Barack Obama and his debate debacle

To the Editor:

So, here we had it. Live TV for all the world to see. In one corner was a man vilified by MSNBC, the editorial staff at The New York Times, the main stream media and, of course, the president of the United States. A man who was called a felon by Harry Reid. A man accused by the Obama campaign of causing cancer to the wife of a laid off steelworker while he was governor of Massachusetts. A man who gave away his inheritance, held a double major at Harvard (business statistics and law), was one of three hires of the Boston Consulting Group at age 28, hired away by Bain at age 30 and went on to earn his own fortune in the financial world. His firm, which he owned, raised $37 million in private funds and went on to build companies like Staples, Toys R Us, Dominoes Pizza and many others. A man who then left that world to salvage the Salt Lake City Summer Olympics, followed by a governship as a Republican in the most liberal state in the U.S. — Massachusetts. A man who passed a 200-page healthcare law against his wishes but did so as he governed a state that overwhelmingly wanted it. Yes, he governed!

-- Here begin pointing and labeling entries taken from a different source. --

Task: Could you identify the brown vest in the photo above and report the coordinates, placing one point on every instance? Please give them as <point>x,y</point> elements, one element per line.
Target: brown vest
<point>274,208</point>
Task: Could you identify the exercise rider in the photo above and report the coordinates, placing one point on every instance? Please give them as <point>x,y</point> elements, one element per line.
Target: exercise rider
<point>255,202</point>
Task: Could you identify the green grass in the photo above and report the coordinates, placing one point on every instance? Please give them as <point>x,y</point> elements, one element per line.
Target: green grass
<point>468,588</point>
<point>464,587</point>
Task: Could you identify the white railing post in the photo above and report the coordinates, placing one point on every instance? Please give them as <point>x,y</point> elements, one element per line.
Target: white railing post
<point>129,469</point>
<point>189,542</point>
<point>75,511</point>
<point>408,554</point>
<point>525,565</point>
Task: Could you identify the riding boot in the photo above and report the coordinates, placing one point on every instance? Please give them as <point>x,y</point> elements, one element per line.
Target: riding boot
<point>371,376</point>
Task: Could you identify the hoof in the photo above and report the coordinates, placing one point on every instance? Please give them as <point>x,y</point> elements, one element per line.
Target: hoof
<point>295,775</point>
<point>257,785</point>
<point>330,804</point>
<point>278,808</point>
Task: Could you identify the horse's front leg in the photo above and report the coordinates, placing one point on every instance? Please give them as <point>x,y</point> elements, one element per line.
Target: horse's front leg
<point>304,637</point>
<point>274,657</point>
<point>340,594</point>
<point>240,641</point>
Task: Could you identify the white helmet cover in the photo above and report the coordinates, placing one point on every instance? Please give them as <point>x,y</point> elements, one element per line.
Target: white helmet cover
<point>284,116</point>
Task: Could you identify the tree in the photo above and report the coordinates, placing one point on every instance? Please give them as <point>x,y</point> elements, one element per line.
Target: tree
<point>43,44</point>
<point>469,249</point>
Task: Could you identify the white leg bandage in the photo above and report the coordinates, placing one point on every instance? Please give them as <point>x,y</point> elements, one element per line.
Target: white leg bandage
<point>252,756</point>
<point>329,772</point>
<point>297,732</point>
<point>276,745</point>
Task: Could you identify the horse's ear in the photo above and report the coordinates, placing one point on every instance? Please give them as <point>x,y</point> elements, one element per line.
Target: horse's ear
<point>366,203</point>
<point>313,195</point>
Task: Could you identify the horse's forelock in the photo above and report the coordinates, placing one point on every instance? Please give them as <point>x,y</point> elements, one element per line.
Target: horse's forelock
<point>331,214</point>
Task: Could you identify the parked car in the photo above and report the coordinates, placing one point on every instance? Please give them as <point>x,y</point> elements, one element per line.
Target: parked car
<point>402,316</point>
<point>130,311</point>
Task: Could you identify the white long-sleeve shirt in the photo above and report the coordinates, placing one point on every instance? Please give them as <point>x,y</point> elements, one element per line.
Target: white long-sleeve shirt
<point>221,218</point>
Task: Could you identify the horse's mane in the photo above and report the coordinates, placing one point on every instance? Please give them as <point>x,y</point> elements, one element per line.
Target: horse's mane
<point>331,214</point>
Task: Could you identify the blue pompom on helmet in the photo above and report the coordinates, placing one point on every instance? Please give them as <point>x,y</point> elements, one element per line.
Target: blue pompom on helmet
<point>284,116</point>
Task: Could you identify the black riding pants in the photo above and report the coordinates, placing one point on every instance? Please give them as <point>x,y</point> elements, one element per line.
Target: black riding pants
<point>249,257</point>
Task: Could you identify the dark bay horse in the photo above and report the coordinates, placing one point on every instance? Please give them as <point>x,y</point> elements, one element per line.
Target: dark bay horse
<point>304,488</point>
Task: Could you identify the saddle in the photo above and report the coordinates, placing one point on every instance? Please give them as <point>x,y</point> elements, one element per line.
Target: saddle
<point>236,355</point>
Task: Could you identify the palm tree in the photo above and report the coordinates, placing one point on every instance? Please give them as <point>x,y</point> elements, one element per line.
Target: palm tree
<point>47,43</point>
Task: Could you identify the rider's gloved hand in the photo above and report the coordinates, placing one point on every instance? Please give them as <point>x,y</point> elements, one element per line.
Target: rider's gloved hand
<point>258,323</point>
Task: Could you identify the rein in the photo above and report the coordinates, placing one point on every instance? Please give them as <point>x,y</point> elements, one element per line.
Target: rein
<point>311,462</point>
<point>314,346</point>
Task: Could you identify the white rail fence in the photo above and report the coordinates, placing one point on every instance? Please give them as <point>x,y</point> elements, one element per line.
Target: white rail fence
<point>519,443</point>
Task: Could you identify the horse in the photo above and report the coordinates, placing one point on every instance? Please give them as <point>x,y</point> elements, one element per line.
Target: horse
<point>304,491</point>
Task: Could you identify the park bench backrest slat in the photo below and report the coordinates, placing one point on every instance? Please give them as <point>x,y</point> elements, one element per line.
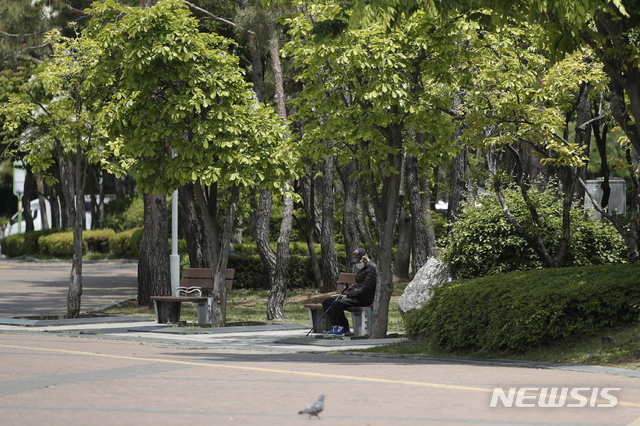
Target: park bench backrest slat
<point>201,277</point>
<point>345,278</point>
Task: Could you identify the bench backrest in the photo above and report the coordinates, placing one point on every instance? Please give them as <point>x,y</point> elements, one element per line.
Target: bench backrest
<point>201,277</point>
<point>345,278</point>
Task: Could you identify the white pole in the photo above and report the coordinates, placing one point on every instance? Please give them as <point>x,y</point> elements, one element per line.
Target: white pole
<point>174,259</point>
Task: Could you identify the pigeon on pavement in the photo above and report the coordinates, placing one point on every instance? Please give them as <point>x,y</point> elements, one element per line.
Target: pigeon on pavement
<point>314,408</point>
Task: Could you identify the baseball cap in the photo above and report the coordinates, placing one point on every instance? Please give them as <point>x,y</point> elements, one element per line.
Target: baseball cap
<point>357,255</point>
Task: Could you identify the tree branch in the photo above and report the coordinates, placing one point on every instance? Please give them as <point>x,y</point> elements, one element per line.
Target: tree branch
<point>217,18</point>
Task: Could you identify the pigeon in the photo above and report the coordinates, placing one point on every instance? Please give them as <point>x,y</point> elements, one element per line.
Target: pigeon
<point>314,408</point>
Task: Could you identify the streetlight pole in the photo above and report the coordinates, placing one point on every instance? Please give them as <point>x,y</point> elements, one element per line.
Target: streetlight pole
<point>19,176</point>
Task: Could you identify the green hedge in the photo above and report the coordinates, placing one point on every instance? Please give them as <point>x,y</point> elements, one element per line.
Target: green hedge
<point>520,310</point>
<point>60,244</point>
<point>23,244</point>
<point>484,242</point>
<point>120,244</point>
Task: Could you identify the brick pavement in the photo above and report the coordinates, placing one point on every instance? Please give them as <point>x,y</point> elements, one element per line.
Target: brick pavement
<point>40,288</point>
<point>83,375</point>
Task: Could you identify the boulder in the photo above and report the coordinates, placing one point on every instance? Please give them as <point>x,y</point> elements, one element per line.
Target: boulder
<point>433,274</point>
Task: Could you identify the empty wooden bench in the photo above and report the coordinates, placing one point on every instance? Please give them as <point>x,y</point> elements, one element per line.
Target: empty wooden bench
<point>195,287</point>
<point>361,317</point>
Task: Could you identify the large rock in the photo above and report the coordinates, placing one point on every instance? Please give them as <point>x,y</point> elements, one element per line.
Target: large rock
<point>433,274</point>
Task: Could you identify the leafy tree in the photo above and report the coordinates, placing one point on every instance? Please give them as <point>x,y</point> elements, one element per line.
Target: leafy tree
<point>370,90</point>
<point>180,111</point>
<point>61,122</point>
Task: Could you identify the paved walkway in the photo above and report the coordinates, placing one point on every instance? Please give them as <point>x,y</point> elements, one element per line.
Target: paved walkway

In the other corner was a man whose biggest claim to fame at age 37 was to have written two, yes two, autobiographies. A man who since age 18 was immersed in the lecture halls and faculty lounges of Columbia, Harvard and University of Chicago. A man who studied and taught the teachings of Saul Alinsky’s “Rules for Radicals.” A man who took advantage of white liberal guilt and never faced a serious debate in his academic life. A man who surrounded himself with yes men and a few really competent Chicago pols. A man who created a story about himself, and believed it. A man who as president didn’t need to attend many security briefings — he knew more about that stuff than anyone.

Obama signed a 2,400-page health law that is costing way more than he said, was partly unconstitutional, will reduce choice and, by the way, will still leave 12 million people uninsured. He signed a 2,700-page finance reform bill that left out Fannie Mae and Freddie Mac from supervision. He’s tripled the money supply, ruined retiree savings accounts, blown $90 billion on green energy, refused to include the chamber of commerce in his Jobs Council and is in bed with the big banks. The labor participation rate is at an all-time low, the debt an all-time high, trillion dollar deficits the new normal and our embassies in flames all across the Arab world.

He’s run guns across the Mexican border which have killed thousands of Mexicans, authorized drone bombings in Pakistan which mistakenly have killed dozens of school kids. His last budget proposal failed 414-0 in the House and 99-0 in the Senate. He’s removed from his staff and prefers to read briefings late at night, alone, make notes and passing them back to staff. Ever the lecturer.

And lecture us he does indeed do. We don’t pay enough in taxes, don’t work together as a community, can't eat right and pay way too much attention to that damn Constitution, which those old rich white guys rigged to give too much power to the states and not to his central planners.

With all that going for him, why bother to prepare for a debate? As the greatest orator ever seen, he will just clean that rich white guy’s clock. His problem was he was facing a man who, whether you like him or not, had to have something on the debate ball to graduate Harvard with a 3.97 GPA and a rare double major, at age 28 be hired by the most prestigious consulting group in the country, at 37 to form Bain Capital with his own money and retire from there 15 years later to go into public service and win as a Republican in Massachusetts. Of course he has to be quick on his feet, have personality and persuasive skills. Only a fool would think otherwise.

They went into the debating ring. In one corner stood the challenger, pretty much written off as a low-level snob. In the other corner was the president, unquestioned by his fans as the world heavyweight champion of the debating world. The result, best put by a commentator was “Down Goes Frazier!” Couldn’t have said it better.

The next day the best his handlers could say was that his opponent lied. Joe Frazier had way too much class to say Foreman just landed a few lucky punches. We have one month left. Exit 2012 can’t come soon enough.